In quest’atmosfera d’impazienza e d’eccitazione rumorose ed esteriori nacque il Simbolismo, si sviluppò, partì dalle rive della Senna alla conquista del Parnaso mondiale. E partì con le sue invenzioni (verso libero), calamita dei poeti giovani, con le sue riviste programmatiche e polemiche (il « Mercure » e la « Revue Bianche »), con le patenti delle proprie origini che mettevano radici nel terreno baudelairiano e su per i rami di Verlaine, di Rimbaud, di Mallarmé e di Laforgue mandavano linfe di grazia alle fronde nordiche di Maeterlinck, di Rodenbach e di Verhaeren.

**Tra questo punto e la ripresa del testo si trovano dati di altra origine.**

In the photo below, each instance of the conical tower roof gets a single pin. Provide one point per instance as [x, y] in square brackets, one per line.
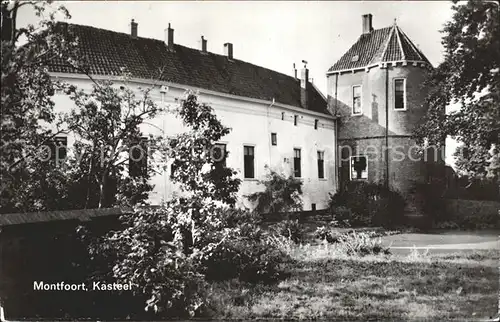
[384, 45]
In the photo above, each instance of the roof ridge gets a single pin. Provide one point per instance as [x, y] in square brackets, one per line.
[420, 54]
[403, 55]
[389, 37]
[179, 45]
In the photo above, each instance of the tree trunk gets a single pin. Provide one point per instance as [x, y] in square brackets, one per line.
[102, 191]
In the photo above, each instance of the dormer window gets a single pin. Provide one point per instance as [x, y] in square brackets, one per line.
[356, 100]
[400, 94]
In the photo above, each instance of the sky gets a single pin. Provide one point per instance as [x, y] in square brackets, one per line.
[274, 35]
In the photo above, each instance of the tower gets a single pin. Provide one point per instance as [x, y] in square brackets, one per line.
[375, 90]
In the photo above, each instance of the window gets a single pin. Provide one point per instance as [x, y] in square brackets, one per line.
[173, 167]
[296, 163]
[274, 139]
[359, 168]
[321, 164]
[138, 158]
[400, 94]
[248, 160]
[219, 154]
[356, 100]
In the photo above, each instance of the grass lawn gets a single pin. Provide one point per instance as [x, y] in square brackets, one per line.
[416, 286]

Un’antologia mondiale del Simbolismo che partisse da Baudelaire e arrivasse al D’Annunzio e al Pascoli (anche a Govoni e a Marinetti; e l’apporto degli altri paesi sarebbe sempre riferibile all’età che sta a cavaliere dei due secoli e si chiude alla vigilia della grande guerra) potrebbe tuttavia portare come manifesto una pagina della prefazione che Remy de Gour mont scrisse per il primo « Livre des Masques ».

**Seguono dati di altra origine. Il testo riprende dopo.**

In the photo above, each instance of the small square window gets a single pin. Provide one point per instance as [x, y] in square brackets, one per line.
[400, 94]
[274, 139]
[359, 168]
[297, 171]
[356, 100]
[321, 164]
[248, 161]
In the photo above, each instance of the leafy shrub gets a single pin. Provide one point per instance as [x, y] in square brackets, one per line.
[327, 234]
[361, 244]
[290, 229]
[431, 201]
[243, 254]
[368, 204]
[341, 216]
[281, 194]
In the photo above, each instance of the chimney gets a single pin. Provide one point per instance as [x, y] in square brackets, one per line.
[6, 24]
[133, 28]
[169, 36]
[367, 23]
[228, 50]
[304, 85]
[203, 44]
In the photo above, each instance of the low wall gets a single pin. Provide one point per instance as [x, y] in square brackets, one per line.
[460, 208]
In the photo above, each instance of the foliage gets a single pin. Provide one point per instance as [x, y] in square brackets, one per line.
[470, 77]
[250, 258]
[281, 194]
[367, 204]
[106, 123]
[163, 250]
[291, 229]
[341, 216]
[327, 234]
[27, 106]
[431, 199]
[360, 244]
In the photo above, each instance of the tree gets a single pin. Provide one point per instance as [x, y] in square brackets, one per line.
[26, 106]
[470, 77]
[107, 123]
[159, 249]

Per il Gourmont « la colpa capitale d’uno scrittore è il conformismo, lo spirito d'imitazione, la sottomissione alle regole. L’unica giustificazione ch’egli possa trovare al fatto di scrivere è lo sforzo d’essere originale. Deve dire delle cose ancora non dette, e dirle in una forma non ancora formulata. Deve crearsi la propria estetica ». Concludeva provvisoriamente con questa definizione anche troppo semplice: « Il Simbolismo è l’espressione dell’individualismo nell’arte ». E la sua testimonianza di glossatore fedele al monito goethiano che se non si discorre delle cose con una parzialità piena d’amore non mette conto di riferire ciò che s’è detto, giungeva con Montesquiou e con Claudel sotto le mura del fortilizio massiccio di Proust e della torre eburnea di Valéry.

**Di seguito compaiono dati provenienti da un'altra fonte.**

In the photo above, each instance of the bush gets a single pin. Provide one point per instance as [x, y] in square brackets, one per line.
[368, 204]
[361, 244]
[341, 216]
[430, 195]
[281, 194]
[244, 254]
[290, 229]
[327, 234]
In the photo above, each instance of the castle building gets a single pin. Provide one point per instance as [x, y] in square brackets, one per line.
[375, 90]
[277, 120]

Cinquant'anni. Perchè al 1886 si fa risalire l’atto di nascita della nuova scuola poetica (il primo manifesto del Simbolismo, steso da Moréas, apparve nel supplemento letterario del Figaro nel settembre di quell’anno) che fu poi per mezzo secolo uno dei movimenti letterari più fecondi di messi solari, più eccitatori della sensibilità e dell’intelligenza. La reazione classica che seguì al Simbolismo gli deve il senso della complessità del mondo e del valore del linguaggio per trasportarne musicalmente il mistero.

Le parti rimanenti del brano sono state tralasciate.